The client program (to be implemented as program client.C is to fork off a process, which is
supposed to load the data server program (the source code is provided in file dataserver.C. The
client then issues requests to the server through what we will be calling request channels. Request
channels are a simple inter-process communication mechanism, and they are provided by the C++
class RequestChannel. Request channels provide the following interface:
RequestChannel(const string _name, const Side _side);
/* Creates a “local copy” of the channel specified by the given name.

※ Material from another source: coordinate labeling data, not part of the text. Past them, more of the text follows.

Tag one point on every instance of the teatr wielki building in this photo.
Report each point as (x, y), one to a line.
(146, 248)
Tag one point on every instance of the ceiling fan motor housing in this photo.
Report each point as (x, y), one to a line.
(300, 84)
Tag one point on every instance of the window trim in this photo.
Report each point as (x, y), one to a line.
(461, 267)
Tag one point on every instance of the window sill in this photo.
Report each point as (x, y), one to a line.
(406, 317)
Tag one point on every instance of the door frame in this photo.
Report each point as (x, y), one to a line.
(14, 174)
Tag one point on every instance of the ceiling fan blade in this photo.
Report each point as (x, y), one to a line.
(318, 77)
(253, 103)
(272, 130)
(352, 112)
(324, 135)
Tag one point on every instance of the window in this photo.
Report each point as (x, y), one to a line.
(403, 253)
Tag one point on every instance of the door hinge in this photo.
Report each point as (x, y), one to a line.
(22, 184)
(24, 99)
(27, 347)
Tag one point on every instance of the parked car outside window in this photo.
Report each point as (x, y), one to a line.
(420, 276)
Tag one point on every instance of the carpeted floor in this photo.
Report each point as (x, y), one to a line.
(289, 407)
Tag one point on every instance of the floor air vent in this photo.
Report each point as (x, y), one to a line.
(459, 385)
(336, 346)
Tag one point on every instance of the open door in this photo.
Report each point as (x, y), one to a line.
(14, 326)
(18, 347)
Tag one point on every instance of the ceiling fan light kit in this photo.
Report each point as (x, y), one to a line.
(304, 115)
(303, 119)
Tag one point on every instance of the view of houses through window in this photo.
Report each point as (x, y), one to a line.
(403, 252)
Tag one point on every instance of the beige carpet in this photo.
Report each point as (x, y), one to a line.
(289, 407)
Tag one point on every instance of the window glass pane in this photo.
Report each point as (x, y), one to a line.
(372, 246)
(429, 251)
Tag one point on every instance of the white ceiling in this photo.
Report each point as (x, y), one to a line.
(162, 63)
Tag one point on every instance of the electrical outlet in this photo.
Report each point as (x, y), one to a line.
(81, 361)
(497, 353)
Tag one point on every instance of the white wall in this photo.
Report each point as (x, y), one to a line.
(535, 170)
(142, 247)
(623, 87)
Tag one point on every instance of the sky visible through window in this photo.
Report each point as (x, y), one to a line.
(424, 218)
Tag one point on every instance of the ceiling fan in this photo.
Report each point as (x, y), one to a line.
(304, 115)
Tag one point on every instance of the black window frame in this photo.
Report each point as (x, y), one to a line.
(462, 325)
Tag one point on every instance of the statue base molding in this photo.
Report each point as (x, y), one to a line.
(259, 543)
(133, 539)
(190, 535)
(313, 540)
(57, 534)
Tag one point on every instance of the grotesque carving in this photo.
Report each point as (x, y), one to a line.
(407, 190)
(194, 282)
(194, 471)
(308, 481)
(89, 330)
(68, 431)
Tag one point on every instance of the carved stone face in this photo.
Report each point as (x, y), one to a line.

If the channel does not exist, the associated IPC mechanisms are
created. If the channel already exists, this object is associated
with the channel. The channel has two ends, conveniently called
“SERVER_SIDE” and “CLIENT_SIDE”. If two processes connect through
a channel, one has to connect on the server side and the other on
the client side. Otherwise the results are unpredictable. */
~RequestChannel();
/* Destructor of the local copy of the channel.
By default, the Server Side deletes any IPC mechanisms associated
with the channel. */
string send_request(string _request);
/* Send a string over the channel and wait for a reply. This function
returns the reply to the caller. */
string cread();
/* Blocking read of data from the channel. Returns a string of characters
read from the channel. Returns NULL if read failed.
THIS FUNCTION IS LOW-LEVEL AND IS TYPICALLY NOT USED BY THE CLIENT. */
int cwrite(string msg);
/* Write the data to the channel. The function returns the number of
characters written to the channel.
THIS FUNCTION IS LOW-LEVEL AND IS TYPICALLY NOT USED BY THE CLIENT. */
You will be given a basic framework code, which you will be extending in a series of machine
problem. This framework consists of the following files:
simpleclient.C: This file contains a simplified but runnable form of the client. You will be using
this file and add functionality to it in this and subsequent machine problems.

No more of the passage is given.